Category Archives: Application Delivery

HTTP to HTTPS redirection

You’ve encountered it before probably. You want to securely publish a webapplication. The webapplication works with the http protocol and thus hosted on port 80 (typically) on your webserver. One of the requirements when publishing externally is to this securely which means encrypting the http traffic with TLS (https).

You go ahead and use your reverse proxy to open up an externally available https port (typically 443), install a certificate and point the traffic to your webserver on port 80. This means that the client hits the reverse proxy on port 443 (so this traffic is encrypted), but internally (from the reverse proxy to the webserver) the traffic is unencrypted. So far, so good.

However, when you test the webapplication you get the dreaded “page cannot be displayed” (or something of sorts). You start troubleshooting. You can ping and you can successfully access port 443. You start monitoring your webrequest with a tool (e.g. Fiddler, Wireshark,…) and notice that your request does get a response from the webserver, but the subsequent request fails. Then you see the problem, that subsequent request is not hitting port 443, but port 80! Then you look at the response of the webserver. And there’s the culprit, you see a 302 redirect to http://…

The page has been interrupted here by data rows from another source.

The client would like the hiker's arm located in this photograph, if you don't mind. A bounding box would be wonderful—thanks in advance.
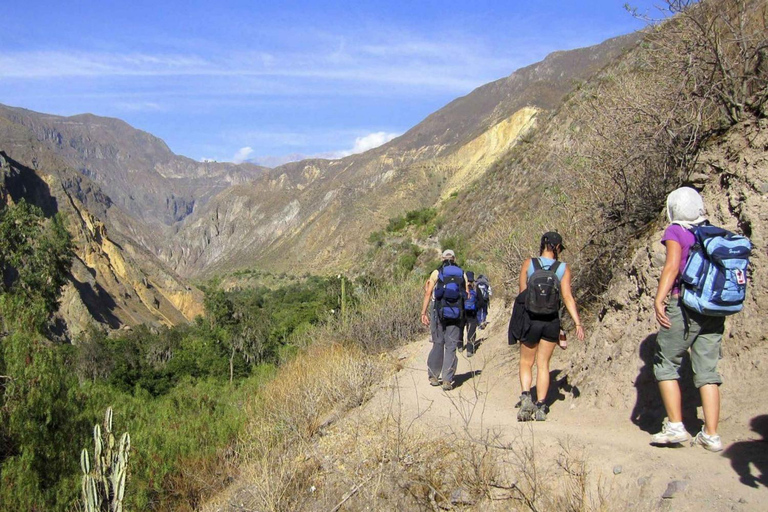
[517,258,531,293]
[560,265,584,341]
[653,240,683,329]
[421,279,435,325]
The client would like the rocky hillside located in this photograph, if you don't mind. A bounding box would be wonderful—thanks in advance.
[568,119,768,427]
[160,35,638,275]
[0,152,203,338]
[0,105,264,229]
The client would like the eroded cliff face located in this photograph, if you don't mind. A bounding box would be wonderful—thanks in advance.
[566,119,768,426]
[163,107,538,275]
[0,154,203,340]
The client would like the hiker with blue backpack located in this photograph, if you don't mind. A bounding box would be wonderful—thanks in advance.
[517,231,584,421]
[421,249,469,391]
[464,270,480,357]
[651,187,751,452]
[475,274,493,329]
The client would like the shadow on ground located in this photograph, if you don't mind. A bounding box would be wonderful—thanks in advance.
[453,370,483,388]
[724,414,768,488]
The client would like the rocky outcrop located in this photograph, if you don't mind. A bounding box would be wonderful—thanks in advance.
[568,119,768,432]
[0,105,265,229]
[0,153,203,340]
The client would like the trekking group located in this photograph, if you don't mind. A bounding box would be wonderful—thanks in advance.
[421,187,751,451]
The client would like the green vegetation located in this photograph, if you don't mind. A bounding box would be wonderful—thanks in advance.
[384,208,437,236]
[0,201,354,510]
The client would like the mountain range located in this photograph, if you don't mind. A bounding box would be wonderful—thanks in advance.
[0,34,640,327]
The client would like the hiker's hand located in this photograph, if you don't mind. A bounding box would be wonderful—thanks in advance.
[653,301,672,329]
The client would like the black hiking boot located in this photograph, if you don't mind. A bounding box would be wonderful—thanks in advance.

This means that the webserver is successfully receiving the request, and sends a response back, however the response does not consider that the client needs to hit the reverse proxy on port 443. Indeed, the application is unaware of this (it gets http requests from the reverse proxy) and just sends http responses (with http:// urls in the body of the response) back.

Here I’m going to present several solutions for this problem.

Solution 1

The most preferred solution is to make the web application aware that it’s being fronted by a reverse proxy. Some applications are aware of these kind of configurations and can be configured for this (SharePoint is a prime example). Other applications just need a hint. This involves adding a http header (X-Forwarded-Proto: https) in the request on the reverse proxy. This particular header helps the webapplication to identify the protocol (https in this case) that a client used to connect. Knowing this, the webapplication then serves https urls in the body of the response, while still sending the response with http.

Advantages

  • Easy to implement
  • No or minor changes to the reverse proxy
  • No or minor changes to the webapplication

Disadvantages

  • The webapplication must support this

Solution 2

You could listen also on port 80 (http) on your reverse proxy and redirect those requests to 443 (https)

Advantages

  • No changes required on the webapplication
  • Minor change on the reverse proxy

Disadvantages

  • Introduces a very small delay on the client (1 extra response + request) per hit on port 80, could become noticeable if page contains alot of http:// links
  • Some types of content (e.g. HTML5 streaming video, streaming in general) will not like this
  • Less secure. Redirecting http to https is prone to Man in the middle (MITM) attacks (thanks to Jan Tytgat for this suggestion)

Solution 3

Rewrite the body of the web page on the response to modify http:// urls to https://

Advantages

  • No changes required on the webapplication

Disadvantages

  • Introduces a slight delay on the reverse proxy (when modifying the body), normally only noticeable with millions of hits per second though
  • Difficult to configure. You need to configure the policy to only change links to your webapplication. If you change ALL urls with mixed content (for example images on another webserver), you would also change the urls to external content which might not be accessible on https. Even more difficult when client-side javascript is being used where urls are being generated in code.

Solution 4

Forego http completely, and configure https on the webapplication.

Advantages

  • More secure
  • Minor change on the reverse proxy (address the webserver on port 443 instead of 80)

Disadvantages

  • You need to configure a certificate on the webserver too (two places to address when updating a certificate)
  • Needs support from the webapplication (will need to be configured for https)
  • Webserver might already have another application configured on port 443. This can be resolved by using host names or using another port (e.g. 444), however the latter will introduce accessibility issues when the application is also accessed internally (the user will need to explicitly add the port to the url)
  • Additional performance hit on webserver (must now also process encryption)

So there you have it, 4 possible solutions, with the first one preferred, and 3 others if your webapp doesn’t have out-of-the-box support.